Onderzoek toont aan dat heteroseksuele mannen met "biseksueel gen" meer kinderen krijgen

Wetenschappers hebben voor het eerst een genetische variant ontdekt die in verband wordt gebracht met biseksueel gedrag bij mensen.

In een recente wetenschappelijke studie hebben wetenschappers voor het eerst genetische variaties geïdentificeerd die verband houden met biseksueel gedrag bij mensen, een bevinding die niet alleen inzicht geeft in de diversiteit van seksuele geaardheden, maar ook het verband onthult tussen deze genetische markers en het vermogen van heteroseksuele mannen om risicogedrag te vertonen en meer nakomelingen te produceren. Het onderzoek, geleid door professor Jianzhi Zhang van de Universiteit van Michigan, werd woensdag gepubliceerd in het tijdschrift Science Advances.

Het onderzoek is gebaseerd op gegevens van meer dan 450.000 mensen van Europese afkomst die geregistreerd staan bij de UK Biobank, een langlopend genomicaproject met belangrijke voordelen voor gezondheidsonderzoek.
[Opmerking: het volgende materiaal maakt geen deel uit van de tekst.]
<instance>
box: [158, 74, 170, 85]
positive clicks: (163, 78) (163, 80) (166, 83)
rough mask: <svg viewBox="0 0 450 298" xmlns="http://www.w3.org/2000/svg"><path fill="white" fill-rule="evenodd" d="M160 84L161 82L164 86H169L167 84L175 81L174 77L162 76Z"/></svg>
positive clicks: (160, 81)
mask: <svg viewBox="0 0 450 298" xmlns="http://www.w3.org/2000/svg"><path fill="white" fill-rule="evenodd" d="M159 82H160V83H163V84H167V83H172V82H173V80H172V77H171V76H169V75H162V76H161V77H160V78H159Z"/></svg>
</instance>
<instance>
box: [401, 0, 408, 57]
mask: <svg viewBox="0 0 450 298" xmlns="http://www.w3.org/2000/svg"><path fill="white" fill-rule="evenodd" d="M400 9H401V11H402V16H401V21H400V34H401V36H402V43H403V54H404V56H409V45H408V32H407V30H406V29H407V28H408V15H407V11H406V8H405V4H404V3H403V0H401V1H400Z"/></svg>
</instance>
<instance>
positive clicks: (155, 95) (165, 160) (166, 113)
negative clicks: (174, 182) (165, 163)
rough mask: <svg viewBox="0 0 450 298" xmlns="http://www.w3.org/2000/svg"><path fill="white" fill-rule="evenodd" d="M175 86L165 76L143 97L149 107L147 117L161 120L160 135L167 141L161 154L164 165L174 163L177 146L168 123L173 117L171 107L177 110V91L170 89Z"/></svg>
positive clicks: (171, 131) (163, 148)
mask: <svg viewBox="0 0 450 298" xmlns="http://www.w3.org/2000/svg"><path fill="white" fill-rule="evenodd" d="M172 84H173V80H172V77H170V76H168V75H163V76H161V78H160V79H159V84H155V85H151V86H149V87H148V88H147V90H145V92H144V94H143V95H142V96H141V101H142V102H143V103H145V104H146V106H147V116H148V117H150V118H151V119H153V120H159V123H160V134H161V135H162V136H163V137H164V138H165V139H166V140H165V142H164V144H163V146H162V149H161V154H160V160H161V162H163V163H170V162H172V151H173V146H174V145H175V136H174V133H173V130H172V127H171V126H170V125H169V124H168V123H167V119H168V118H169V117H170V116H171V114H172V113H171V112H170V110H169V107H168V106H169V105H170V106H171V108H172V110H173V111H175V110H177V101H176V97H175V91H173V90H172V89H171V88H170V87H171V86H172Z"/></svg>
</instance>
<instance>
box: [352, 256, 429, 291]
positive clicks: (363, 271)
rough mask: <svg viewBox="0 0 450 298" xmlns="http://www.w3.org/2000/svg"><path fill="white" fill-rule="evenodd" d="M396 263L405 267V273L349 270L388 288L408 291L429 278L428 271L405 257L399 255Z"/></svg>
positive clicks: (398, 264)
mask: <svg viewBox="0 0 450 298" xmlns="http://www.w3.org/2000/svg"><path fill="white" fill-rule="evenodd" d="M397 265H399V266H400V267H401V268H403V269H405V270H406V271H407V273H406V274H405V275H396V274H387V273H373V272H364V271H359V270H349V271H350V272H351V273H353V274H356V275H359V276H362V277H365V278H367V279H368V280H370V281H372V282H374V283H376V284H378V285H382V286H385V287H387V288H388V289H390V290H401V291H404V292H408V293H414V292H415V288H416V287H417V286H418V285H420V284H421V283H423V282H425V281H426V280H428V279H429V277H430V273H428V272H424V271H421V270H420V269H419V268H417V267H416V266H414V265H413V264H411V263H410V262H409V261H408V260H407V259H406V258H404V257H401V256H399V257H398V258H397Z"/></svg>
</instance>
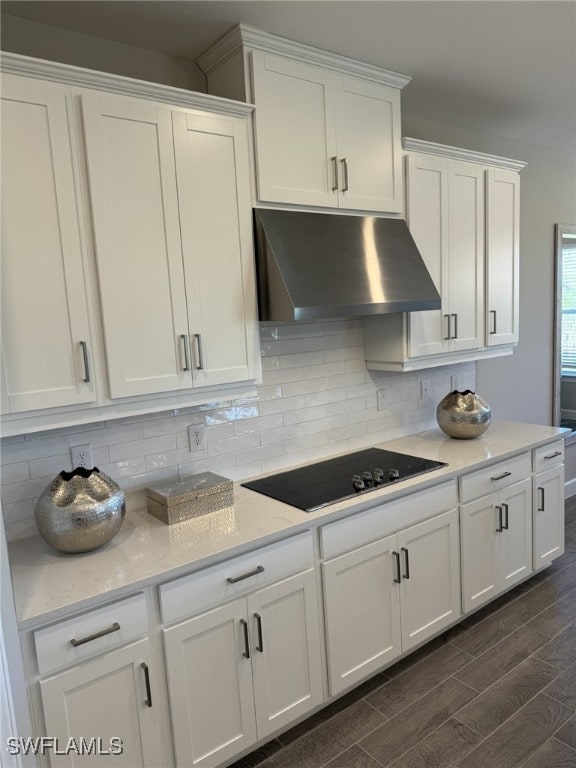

Het onderzoek bouwt voort op een baanbrekend artikel dat in 2019 in Science werd gepubliceerd en waaruit bleek dat genetische variatie tot op zekere hoogte van invloed is op het al dan niet vertonen van gedrag van hetzelfde geslacht, hoewel omgevingsfactoren een grotere invloed hebben.

Professor Cheung legde uit dat eerdere onderzoeken de neiging hadden om al het homoseksuele gedrag over één kam te scheren, maar dat er in werkelijkheid sprake is van een breed spectrum. Door het volledige DNA of genoom van deelnemers te onderzoeken en deze informatie te combineren met onderzoeksresultaten, konden Chang en zijn medeauteur Siliang Song bevestigen dat de kenmerken die geassocieerd worden met homoseksueel en biseksueel gedrag in feite verschillend zijn.

Uit het onderzoek blijkt dat mannelijke heteroseksuelen die drager zijn van deze markers, die biseksueel gedrag (BSB)-gerelateerde allelen worden genoemd, deze genen doorgeven door meer kinderen te krijgen dan gemiddeld. Bovendien hebben mannen die zichzelf beschrijven als avontuurlijk vaker kinderen en zijn ze vaker drager van het BSB-gerelateerde allel. Dit suggereert dat mannelijke BSB-gerelateerde allelen een voortplantingsvoordeel zouden kunnen hebben, wat hun persistentie in het verleden zou kunnen verklaren en hun behoud in de toekomst zou kunnen voorspellen.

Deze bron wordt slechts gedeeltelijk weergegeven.